I enjoy modernised arcade games: they are still lowdef but they look much less grainy and pixelated – they simply don’t add much details but are much better looking overall.
I occasionally play 5-6 shmups (bullet hells) on my Switch – shmups are my favourite type of game ever. I have tried 3-4 platformers which I also liked quite a bit.
Derek Yu talks about Dwarf Fortress in the first few pages of his book about Spelunky in order to introduce the driving concepts behind the roguelike genre.
He makes the game sound equal parts fascinating and intimidating.
I’m not too experienced with shmups (the last one I played was Jamestown, which I thought was a lot of fun) but I’ve been considering picking up Ikaruga the next time it goes on sale.
Ikaruga is fun, I loved it and is one of these I play every now and then. It has a very unique feature – polarity – which allows you to swap immunities against certain enemy projectiles, adding one more skill lane for people to master. It’s one of the best modern shumps.
That being said, I enjoy Sky Force Reloaded a lot as well. Although have in mind that it doesn’t have that many levels but the fact that you can constantly upgrade your craft by grinding the levels you already passed made the game better for me. Mind you, that’s not an intellectual activity at all; it’s mindless fun where you practice reflexes and timing.
Disclaimer: I bought the Nintendo Switch Pro Controller which many deem to be not cheap (it was about 85 EUR for me). It makes the shmup experience much better. To be fair, it makes all Switch games better.
Ultima VII, an open-world RPG from the early 1990s.
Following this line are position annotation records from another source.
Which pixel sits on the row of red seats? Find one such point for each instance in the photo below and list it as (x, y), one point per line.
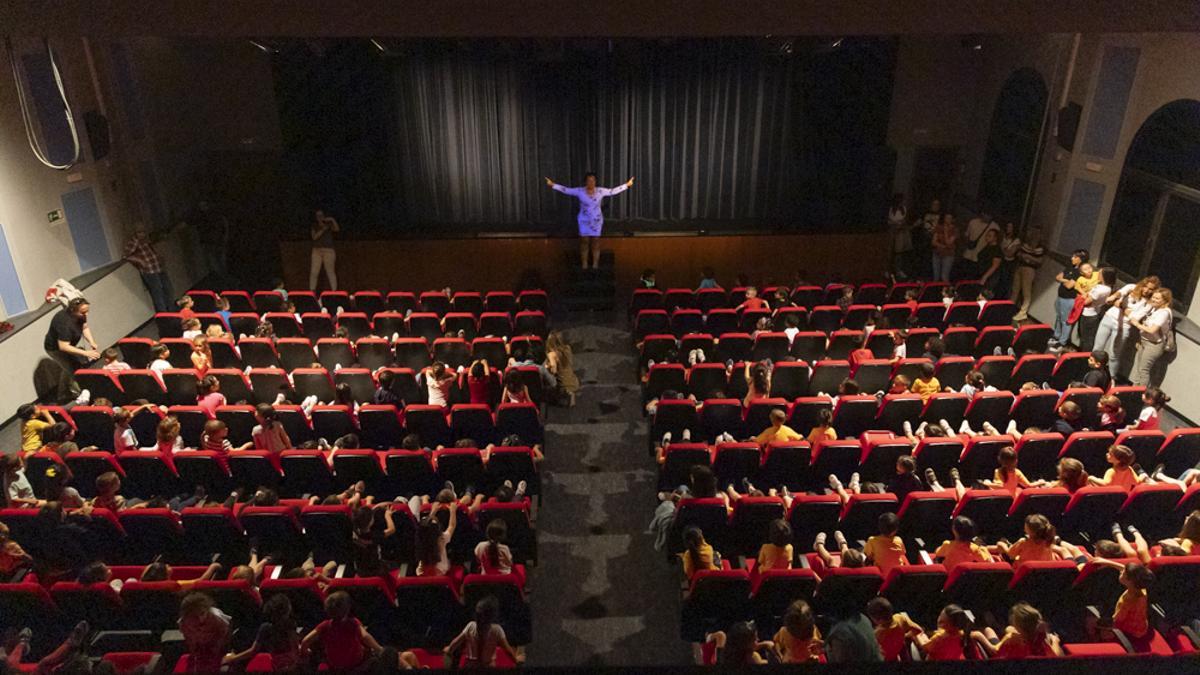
(805, 296)
(291, 531)
(873, 457)
(815, 345)
(825, 318)
(299, 472)
(1061, 590)
(291, 353)
(793, 378)
(407, 610)
(856, 414)
(1085, 515)
(372, 302)
(358, 324)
Quite a few bugs and problems (like party members fleeing in combat and dropping essential quest items, never to be found again), but as a teenager I played this on my friend’s 486 PC for a year without even advancing the plot – the world was just that immersive and fun to explore.
The closest thing I’ve seen to it since then was Skyrim, which is also fun but feels emptier in many ways.